How Freeport Users Made 11.7% on $27M in 45 Days (6 minute read)
A new AI-powered trading platform reports 11.7% user returns in 45 days, but transparently attributes most gains to market beta and momentum rather than platform-generated alpha.
Deep dive
- Platform launched February 28, 2026 during U.S.-Israel strikes on Iran that killed Supreme Leader Khamenei, creating immediate opportunity to test event-driven trading thesis
- Users traded primarily real assets (NASDAQ/S&P indices, WTI crude, crypto) at 2-4x leverage, far below 10-200x platform maximums, suggesting measured risk management rather than speculation
- Most oil profits came not from initial headline trades but from users entering hours/days later as escalation deepened, potentially exploiting serial correlation in geopolitical events similar to post-earnings announcement drift
- When diplomatic channels reopened, users went long equities rather than shorting oil, possibly due to feed architecture biased against shorts in favor of anti-correlated longs, aligning with research showing negative media content overstates actual deterioration
- Return decomposition via factor regression: approximately 4-5% from market beta (users were long during rally), 3-4% from momentum (following recent price moves), 2-3% from concentrated WTI exposure, 2-3% unexplained residual
- The 2-3% residual has t-statistic of ~0.3 (not statistically significant) but would be economically meaningful if sustained, as even 1% over 45 days would annualize above most hedge fund performance
- Top 1% of users (25 traders) achieved 18.2% returns through counter-intuitive behavior: traded less (2.1 vs 5.8 daily trades), used lower leverage (2.4x vs 3.3x), held longer (31 vs 19 hours median)
- Platform cites academic research to support mechanisms: Hong and Stein (1999) on event-driven momentum from slow information diffusion, Tetlock (2007) on media negativity bias, Jame et al. (2022) on curated analysis improving retail order flow predictiveness
- Product philosophy explicitly rejects engagement optimization in favor of outcome optimization, implementing fewer notifications and context for non-trading as much as trading signals
- Volume breakdown shows institutional-style positioning: 33% in equity index perpetuals, 15% WTI crude, with remaining volume across single stocks, crypto, and pre-IPO tokens
Decoder
- Money-weighted returns: Returns calculated by weighting each position by its dollar size, giving more influence to larger trades (versus time-weighted returns that treat all periods equally)

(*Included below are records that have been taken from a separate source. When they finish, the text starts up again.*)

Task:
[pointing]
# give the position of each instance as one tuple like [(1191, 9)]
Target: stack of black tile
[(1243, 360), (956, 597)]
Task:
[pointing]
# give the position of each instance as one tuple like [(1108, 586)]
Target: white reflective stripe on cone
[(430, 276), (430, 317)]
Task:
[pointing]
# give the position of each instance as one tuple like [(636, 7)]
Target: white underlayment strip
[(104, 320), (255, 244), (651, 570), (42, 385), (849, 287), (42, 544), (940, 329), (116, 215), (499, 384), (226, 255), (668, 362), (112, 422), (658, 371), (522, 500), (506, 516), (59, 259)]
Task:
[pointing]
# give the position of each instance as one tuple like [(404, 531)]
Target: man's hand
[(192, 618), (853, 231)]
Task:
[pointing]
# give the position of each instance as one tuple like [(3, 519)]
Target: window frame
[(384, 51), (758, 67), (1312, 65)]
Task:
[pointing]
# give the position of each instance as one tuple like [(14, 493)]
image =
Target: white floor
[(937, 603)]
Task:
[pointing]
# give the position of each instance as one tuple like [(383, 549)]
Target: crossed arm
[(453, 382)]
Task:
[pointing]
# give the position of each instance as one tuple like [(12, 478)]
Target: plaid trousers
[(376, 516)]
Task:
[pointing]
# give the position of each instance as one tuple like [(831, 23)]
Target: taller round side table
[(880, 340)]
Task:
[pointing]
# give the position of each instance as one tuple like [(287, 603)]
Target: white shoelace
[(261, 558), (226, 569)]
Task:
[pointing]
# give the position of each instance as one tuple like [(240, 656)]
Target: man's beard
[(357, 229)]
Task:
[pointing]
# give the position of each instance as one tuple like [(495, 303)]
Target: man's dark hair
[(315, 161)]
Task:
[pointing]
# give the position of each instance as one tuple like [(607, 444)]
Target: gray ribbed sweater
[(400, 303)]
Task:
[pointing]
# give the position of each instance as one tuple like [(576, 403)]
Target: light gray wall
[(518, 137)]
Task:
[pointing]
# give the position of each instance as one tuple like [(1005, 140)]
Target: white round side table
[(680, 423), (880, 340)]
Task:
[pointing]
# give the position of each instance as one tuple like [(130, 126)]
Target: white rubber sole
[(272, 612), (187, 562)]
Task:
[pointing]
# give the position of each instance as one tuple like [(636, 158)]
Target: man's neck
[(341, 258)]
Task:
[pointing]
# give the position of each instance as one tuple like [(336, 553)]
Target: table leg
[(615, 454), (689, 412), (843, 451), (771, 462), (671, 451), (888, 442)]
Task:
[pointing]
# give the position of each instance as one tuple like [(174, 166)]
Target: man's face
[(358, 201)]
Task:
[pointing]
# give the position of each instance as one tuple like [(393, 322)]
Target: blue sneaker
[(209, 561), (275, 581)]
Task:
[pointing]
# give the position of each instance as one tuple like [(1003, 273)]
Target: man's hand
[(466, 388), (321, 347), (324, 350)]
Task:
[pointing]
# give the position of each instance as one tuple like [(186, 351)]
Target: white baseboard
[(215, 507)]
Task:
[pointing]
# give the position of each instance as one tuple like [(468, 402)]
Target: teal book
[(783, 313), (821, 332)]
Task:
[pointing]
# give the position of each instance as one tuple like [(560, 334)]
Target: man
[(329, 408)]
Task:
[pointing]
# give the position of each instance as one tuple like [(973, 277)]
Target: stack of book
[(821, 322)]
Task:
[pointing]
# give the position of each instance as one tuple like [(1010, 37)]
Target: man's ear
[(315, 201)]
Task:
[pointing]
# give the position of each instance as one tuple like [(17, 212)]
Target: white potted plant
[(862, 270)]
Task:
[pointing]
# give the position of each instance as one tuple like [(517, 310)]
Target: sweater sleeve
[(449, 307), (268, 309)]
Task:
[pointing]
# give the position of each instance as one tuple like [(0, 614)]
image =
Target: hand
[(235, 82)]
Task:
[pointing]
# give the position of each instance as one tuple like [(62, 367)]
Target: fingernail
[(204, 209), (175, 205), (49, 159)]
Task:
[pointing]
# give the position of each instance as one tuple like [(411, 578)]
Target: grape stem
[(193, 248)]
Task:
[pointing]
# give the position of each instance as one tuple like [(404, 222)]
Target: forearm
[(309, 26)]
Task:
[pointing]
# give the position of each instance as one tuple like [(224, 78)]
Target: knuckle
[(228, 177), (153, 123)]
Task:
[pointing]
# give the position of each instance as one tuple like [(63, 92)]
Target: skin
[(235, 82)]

- Market beta: The portion of returns explained by broad market movement—if the market rises 5% and you're long, you capture that regardless of skill
- Momentum: Persistent tendency for assets that have risen recently to continue rising, one of the most robust empirical patterns in finance across decades of data
- Factor regression: Statistical technique decomposing returns into systematic components (beta, momentum, etc.) versus unexplained residual that might represent skill or luck
- T-statistic: Measure of statistical significance; values below ~2.0 suggest results could easily occur by chance, Freeport's 0.3 indicates their residual returns are not statistically meaningful yet
- Post-earnings announcement drift (PEAD): Phenomenon where stock prices continue drifting in the direction of an earnings surprise for weeks afterward due to underreaction
- WTI crude: West Texas Intermediate, the U.S. benchmark for oil pricing
- Perpetual futures: Crypto-style derivative contracts with no expiration date, maintained through funding rate mechanisms
Original article
Freeport, an AI news feed platform with one-tap trading execution, reported $27M in volume and 11.7% aggregate money-weighted returns across its first 45 days, with users trading NASDAQ, S&P, crude oil, and crypto at 2-4x average leverage. The platform's two dominant macro trades were a WTI crude long from the low $60s to above $100 on Middle East tensions, followed by a NASDAQ 100 long that captured about 15% off March lows as diplomatic channels reopened. Return attribution assigns 4-5% to market beta, 3-4% to momentum, and 2-3% to oil concentration, with 2-3% residual alpha that lacks statistical significance at 46 days. Top users (1% of the base, 18.2% returns) averaged 2.1 trades per day versus a 5.8 median, held positions 31 hours versus 19, and used 2.4x leverage versus 3.3x.